Язык даже был хуже того, кое-что я упускал, так как актеры понятия не имели о декламации, а переговаривались между собой, словно сидели с друзьями в гостиной или в кабаке. Разумеется, истинное искусство актера, который стоит лицом к зрителям и пленяет их силой чудесной риторики, тут вряд ли пригодилось бы, ибо пленять было нечем. Речи действующих лиц являли собой образцы несравненной гнусности. Пока шла сцена, в которой сын какого-то вельможи притворяется сумасшедшим и буянит под дождем в открытой степи, а затем встречает короля, который тоже помешался и натыкал себе в волосы цветы (поверьте, я не шучу), я ждал, что вот-вот заботливые мужья поспешат увести из зала своих супруг. Однако они продолжали сидеть на своих местах, видимо, наслаждаясь происходящим, и единственное, что вызвало frisson [22] растерянности, было присутствие на сцене актрис – неслыханное прежде новшество.

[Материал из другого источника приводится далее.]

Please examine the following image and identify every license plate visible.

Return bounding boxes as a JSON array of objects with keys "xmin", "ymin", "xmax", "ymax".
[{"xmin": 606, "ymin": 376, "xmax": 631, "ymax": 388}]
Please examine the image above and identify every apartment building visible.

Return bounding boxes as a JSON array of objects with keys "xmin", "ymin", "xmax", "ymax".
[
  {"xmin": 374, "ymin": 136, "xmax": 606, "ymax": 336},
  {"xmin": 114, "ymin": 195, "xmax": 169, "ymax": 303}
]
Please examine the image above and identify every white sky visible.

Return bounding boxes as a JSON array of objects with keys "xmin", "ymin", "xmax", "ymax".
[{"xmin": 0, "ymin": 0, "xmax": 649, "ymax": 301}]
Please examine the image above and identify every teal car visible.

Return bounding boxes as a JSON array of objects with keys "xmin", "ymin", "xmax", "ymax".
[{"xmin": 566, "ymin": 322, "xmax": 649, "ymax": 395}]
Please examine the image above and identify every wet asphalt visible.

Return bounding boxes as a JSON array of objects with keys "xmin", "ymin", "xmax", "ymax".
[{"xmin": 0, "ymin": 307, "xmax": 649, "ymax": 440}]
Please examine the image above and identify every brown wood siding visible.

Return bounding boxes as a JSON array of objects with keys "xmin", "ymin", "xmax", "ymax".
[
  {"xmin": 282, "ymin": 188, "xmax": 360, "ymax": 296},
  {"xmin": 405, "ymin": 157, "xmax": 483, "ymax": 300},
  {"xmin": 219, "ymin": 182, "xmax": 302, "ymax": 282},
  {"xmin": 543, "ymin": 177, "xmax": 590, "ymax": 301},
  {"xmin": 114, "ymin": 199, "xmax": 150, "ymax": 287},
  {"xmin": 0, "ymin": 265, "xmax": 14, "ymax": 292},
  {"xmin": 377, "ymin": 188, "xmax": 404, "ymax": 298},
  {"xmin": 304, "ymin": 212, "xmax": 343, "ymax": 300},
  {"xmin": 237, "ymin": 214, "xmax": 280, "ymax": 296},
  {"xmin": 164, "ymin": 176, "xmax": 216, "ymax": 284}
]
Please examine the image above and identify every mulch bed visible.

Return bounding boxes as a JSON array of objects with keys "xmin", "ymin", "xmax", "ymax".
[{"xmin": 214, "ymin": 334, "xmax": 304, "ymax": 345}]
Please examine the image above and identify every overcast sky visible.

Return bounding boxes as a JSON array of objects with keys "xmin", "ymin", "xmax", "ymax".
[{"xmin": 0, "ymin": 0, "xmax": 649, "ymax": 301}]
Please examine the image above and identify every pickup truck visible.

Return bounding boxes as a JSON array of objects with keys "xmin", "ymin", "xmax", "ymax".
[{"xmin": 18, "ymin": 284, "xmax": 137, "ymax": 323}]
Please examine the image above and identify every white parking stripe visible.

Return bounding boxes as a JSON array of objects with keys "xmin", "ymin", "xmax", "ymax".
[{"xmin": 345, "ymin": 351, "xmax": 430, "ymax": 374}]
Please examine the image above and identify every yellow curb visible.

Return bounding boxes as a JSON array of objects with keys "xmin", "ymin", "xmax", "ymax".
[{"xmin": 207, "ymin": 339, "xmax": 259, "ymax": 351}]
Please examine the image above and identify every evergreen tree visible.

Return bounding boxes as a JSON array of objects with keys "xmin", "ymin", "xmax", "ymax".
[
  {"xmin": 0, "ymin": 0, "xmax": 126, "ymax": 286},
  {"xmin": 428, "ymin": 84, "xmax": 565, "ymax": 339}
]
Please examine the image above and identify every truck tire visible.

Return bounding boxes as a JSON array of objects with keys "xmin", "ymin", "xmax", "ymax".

И наконец, всяческие жестокости и насилия. Только Богу известно, сколько действующих лиц было убито, полагаю, в этом источник всем известной жестокости англичан. Да как может быть иначе, когда столь отвратительные деяния изображаются для развлечения? Например, у некоего вельможи вырывают глаза прямо на сцене перед зрителями и способом, который ничего не оставляет воображению. Ну какой цели может служить столь грубое и ненужное зрелище, кроме как ошеломлять и оскорблять благородные вкусы?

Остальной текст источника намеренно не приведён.